Second, your conclusion that credit oversupply by a central bank stimulates technological growth is a bit of a stretch. Arguably most of the fundamental American technologies came before the central bank (electricity, internal combustion, flight, sanitation). Also, a vast majority of technological advancement in the past 95 years has come from, at least in some part, military research which is generally beyond market forces (though you could argue that the Fed allowed for the massive expansion of the government which allowed for such research).
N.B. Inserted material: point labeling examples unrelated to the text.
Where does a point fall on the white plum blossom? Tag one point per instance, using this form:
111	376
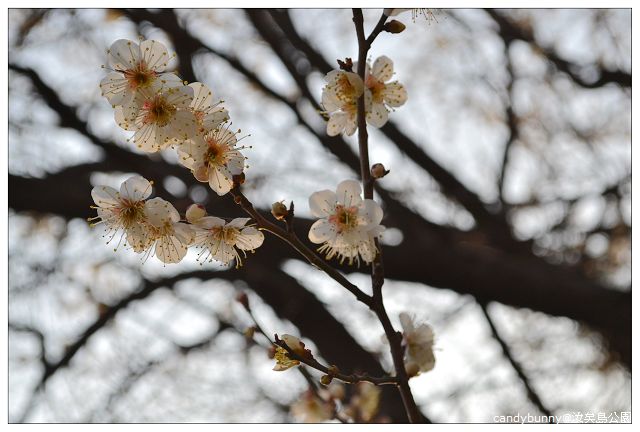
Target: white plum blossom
348	226
208	115
159	117
213	158
124	211
136	67
339	98
419	343
169	238
384	95
221	240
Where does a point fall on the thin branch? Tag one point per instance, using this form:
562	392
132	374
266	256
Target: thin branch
531	393
377	269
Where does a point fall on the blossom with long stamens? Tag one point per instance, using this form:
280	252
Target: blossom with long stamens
169	238
136	67
214	158
419	340
339	99
160	118
221	240
124	211
208	115
384	95
349	224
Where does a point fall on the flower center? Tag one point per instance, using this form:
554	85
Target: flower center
376	88
158	111
140	76
346	91
215	153
344	218
131	212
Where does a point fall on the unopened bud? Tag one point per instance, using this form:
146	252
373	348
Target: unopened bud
294	344
243	299
195	212
249	332
412	368
378	171
279	210
394	26
337	390
326	379
333	370
271	352
238	179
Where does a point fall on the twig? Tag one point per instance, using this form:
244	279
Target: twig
531	394
377	270
293	240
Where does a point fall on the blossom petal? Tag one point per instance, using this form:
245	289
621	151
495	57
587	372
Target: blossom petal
337	123
155	55
321	231
114	88
250	238
169	249
378	115
394	94
348	193
184	233
202	96
322	203
160	212
135	188
105	196
124	55
371	213
209	222
382	69
238	222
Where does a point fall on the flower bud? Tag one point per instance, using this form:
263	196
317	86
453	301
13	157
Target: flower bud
279	210
326	379
195	212
243	299
394	26
238	179
295	344
249	332
412	368
337	390
378	171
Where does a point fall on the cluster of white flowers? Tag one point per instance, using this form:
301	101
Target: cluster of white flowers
418	340
349	224
154	226
163	111
343	88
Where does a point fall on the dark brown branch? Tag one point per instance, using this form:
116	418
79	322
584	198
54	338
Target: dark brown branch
510	31
531	393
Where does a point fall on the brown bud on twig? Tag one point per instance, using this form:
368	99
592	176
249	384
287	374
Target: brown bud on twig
243	299
271	352
346	65
238	179
279	210
394	26
326	379
378	171
249	332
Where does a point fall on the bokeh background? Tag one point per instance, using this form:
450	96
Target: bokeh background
507	207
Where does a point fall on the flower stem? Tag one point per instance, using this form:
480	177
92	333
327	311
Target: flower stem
377	270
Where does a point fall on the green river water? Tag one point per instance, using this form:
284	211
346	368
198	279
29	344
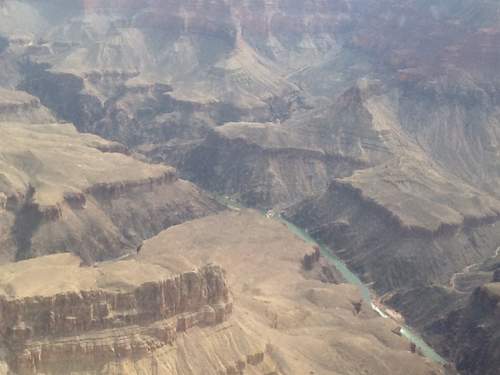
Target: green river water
367	294
350	277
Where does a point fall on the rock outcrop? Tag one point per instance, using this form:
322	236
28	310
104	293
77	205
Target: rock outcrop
110	318
62	191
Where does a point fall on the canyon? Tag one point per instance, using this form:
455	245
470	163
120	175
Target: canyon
371	124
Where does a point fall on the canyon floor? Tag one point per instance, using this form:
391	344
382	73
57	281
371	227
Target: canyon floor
374	125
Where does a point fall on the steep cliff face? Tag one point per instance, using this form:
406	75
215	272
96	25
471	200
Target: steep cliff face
475	332
97	210
102	314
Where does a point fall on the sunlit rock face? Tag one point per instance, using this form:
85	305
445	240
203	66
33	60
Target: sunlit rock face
373	123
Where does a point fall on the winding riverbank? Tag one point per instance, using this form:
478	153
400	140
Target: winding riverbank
350	277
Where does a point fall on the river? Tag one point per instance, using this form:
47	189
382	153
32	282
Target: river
351	278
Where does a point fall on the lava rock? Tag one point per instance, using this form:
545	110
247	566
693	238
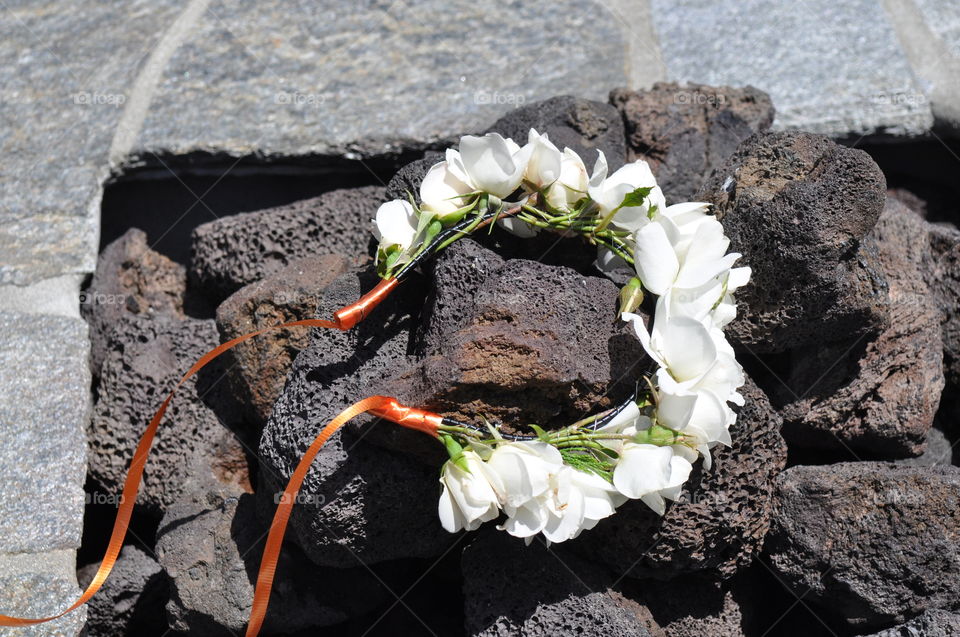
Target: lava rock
145	360
686	131
938	450
512	589
873	542
720	523
132	599
696	606
235	251
407	180
457	274
377	505
797	206
261	364
528	343
932	623
878	396
944	281
210	544
582	125
130	279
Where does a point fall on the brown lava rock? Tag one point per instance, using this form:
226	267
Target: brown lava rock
262	363
877	396
519	342
686	131
797	206
130	280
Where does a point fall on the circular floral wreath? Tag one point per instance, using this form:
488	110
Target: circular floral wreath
557	482
560	482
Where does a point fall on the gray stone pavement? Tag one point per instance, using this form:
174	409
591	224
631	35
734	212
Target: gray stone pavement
92	88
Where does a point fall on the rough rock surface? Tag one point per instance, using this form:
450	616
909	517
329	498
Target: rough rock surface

Third, your realization that the world is too complex to be understood in simple terms is precisely the desired result of the Fed's creators. The "system" was intentionally designed to obfuscate it's workings, purpose, and consequences. Perhaps it's harder to argue that the Fed is solely responsible for our current troubles (though I tend to lean in this direction), but I believe that the argument that the Federal Reserve is bad for us, and provides little in the way of actual stability is a pretty solid one. There is no reason our money supply should be controlled by a private, profit seeking entity that meets in secret with little to no accountability. There's no reason our government should pay interest on its own money to this private group, and there's no reason the Fed should be able to spend the government's money at its discretion. The Federal Reserve simply strips power and money from citizens, and redistributes it to government and bank owners all for an illusory stability whose illusion is fading.

william randolph brafford said...

I'll give this one to you for now; as I said before, I have no convincing alternate explanation. Let's go another round some other time. In the meantime, I'll try to do some reading from sources I do trust, or that I trust more than TCfJI.
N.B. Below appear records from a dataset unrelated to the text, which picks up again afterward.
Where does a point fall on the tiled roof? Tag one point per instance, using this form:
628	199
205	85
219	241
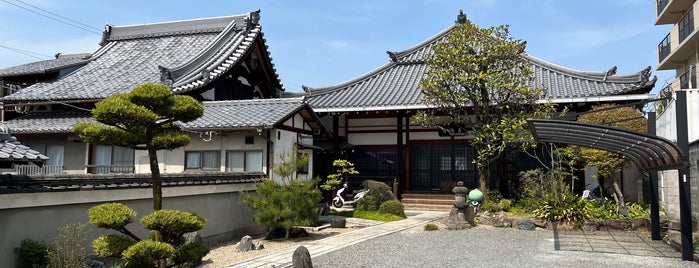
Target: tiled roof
48	122
46	66
395	85
186	54
246	114
13	150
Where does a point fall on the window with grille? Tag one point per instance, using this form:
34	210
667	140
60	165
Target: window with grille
202	160
244	161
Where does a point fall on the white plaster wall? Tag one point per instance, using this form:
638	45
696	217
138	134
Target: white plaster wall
74	152
283	146
372	138
173	161
666	127
38	216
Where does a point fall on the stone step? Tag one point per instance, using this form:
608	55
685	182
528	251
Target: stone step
428	196
428	207
427	201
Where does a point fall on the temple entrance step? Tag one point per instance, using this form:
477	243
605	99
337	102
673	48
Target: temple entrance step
427	201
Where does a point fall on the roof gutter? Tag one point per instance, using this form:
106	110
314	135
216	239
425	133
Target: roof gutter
633	97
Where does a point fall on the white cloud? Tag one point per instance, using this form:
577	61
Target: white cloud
49	48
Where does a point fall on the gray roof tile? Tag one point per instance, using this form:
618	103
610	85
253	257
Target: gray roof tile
240	114
134	55
48	122
46	66
13	150
395	85
246	114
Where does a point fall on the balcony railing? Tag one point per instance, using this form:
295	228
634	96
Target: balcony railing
686	24
34	169
662	4
689	78
108	169
664	48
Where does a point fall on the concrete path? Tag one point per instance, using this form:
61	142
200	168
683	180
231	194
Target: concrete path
282	258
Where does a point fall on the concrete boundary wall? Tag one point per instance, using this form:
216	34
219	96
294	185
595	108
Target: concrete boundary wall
38	216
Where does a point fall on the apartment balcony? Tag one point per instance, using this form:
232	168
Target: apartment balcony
109	169
670	11
679	45
34	169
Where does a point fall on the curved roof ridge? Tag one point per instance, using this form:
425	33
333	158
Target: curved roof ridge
216	58
257	101
399	55
223	39
43	66
160	29
608	76
330	89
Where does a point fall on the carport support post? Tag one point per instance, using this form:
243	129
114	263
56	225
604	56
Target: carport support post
685	194
654	206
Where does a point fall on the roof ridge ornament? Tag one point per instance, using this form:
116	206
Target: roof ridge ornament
461	18
610	72
392	55
645	74
165	76
253	19
105	34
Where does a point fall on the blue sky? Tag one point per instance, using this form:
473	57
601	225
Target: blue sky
322	43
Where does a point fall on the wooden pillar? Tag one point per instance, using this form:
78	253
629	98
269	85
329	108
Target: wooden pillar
400	159
654	206
684	182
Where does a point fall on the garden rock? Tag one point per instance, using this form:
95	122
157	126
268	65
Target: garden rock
526	224
192	237
278	233
244	245
541	223
501	220
301	258
486	219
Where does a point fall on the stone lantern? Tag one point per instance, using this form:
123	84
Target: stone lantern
457	216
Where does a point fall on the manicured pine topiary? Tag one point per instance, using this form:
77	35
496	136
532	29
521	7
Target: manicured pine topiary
170	224
393	207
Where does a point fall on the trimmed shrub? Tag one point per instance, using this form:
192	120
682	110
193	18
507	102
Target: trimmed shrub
379	192
285	205
111	215
376	216
68	248
173	224
147	253
168	225
566	208
368	203
394	207
112	245
32	254
431	227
I know Milton Friedman thought the Fed was counterproductive; I've never read that he saw a conspiracy behind it. I was looking for Friedrich Hayek's views, but my brief search didn't get me anywhere. I won't go to the Austrians (von Mises, etc.): their philosophy of human action is so far from my own that it's painful.

From what I remember of Friedman's anti-fed argument (and it was really more of a preference; he didn't think the fed was going anywhere anytime soon), it was less conspiracy-oriented and more prudential, assuming good faith on the part of bankers but pointing out unintended consequences of centralized control.
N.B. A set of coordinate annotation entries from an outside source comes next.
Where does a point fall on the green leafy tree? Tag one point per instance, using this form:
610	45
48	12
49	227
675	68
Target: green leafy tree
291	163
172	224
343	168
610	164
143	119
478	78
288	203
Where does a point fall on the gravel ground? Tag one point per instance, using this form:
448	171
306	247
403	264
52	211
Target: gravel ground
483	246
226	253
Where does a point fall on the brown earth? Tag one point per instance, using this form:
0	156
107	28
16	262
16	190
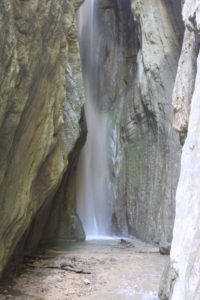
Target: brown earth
119	270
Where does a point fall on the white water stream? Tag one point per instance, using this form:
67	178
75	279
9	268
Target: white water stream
93	172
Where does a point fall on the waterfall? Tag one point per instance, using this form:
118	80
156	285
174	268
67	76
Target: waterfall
93	172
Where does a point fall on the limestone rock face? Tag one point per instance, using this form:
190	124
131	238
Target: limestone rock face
144	148
40	107
185	251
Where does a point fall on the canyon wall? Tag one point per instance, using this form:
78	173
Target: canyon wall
181	277
140	45
42	120
41	99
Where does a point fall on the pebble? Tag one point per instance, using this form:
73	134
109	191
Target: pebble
87	281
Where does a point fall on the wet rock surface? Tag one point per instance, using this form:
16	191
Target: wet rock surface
140	51
40	107
182	276
128	273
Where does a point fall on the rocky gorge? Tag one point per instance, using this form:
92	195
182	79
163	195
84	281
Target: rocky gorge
146	82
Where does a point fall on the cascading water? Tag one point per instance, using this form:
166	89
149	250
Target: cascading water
93	173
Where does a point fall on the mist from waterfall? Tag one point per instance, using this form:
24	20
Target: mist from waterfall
93	173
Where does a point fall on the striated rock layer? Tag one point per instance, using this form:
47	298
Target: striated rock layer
140	47
40	108
181	278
But that's all I've got; I'm more into culture than economy, so I don't have any resources nearby that address this sort of thing in detail.

Smith said...

I think you're branding too much of what I'm saying as conspiracy (though there are shades of that in its founding). I have no doubt that the people currently running the Federal Reserve and the people who support it in government all believe it is better for us. It's just that it primarily serves their own interests, with the supposed benefits to the general population being just the rationalization.

Emily said...

I'll admit I'm incredibly confused by this whole situation. What can we expect now that today's bailout bill failed in the House?

william randolph brafford said...

Perhaps the source of the confusion: I believe that “The Creature from Jekyll Island” is a work of conspiracy theory. So if you're saying that the book describes mechanics of the situation if you can get behind some of the crazier aspects of the author's thinking, then we're talking policy. But then I think my point about the weirdness of the book should still stand.

But Emily's right that we should move on to more pressing issues...

Smith said...

Emily,

I doubt the bailout is truly dead. They'll get something through relatively soon, I'm sure. Not having a bailout would be the ideal situation, allowing the market to correct itself, and properly price these worthless securities. It's pretty much going to suck no matter how it plays out, but it will suck about half as much in the long run if they can truly hold off on spending 5-10% of our GDP on poorly run institutions.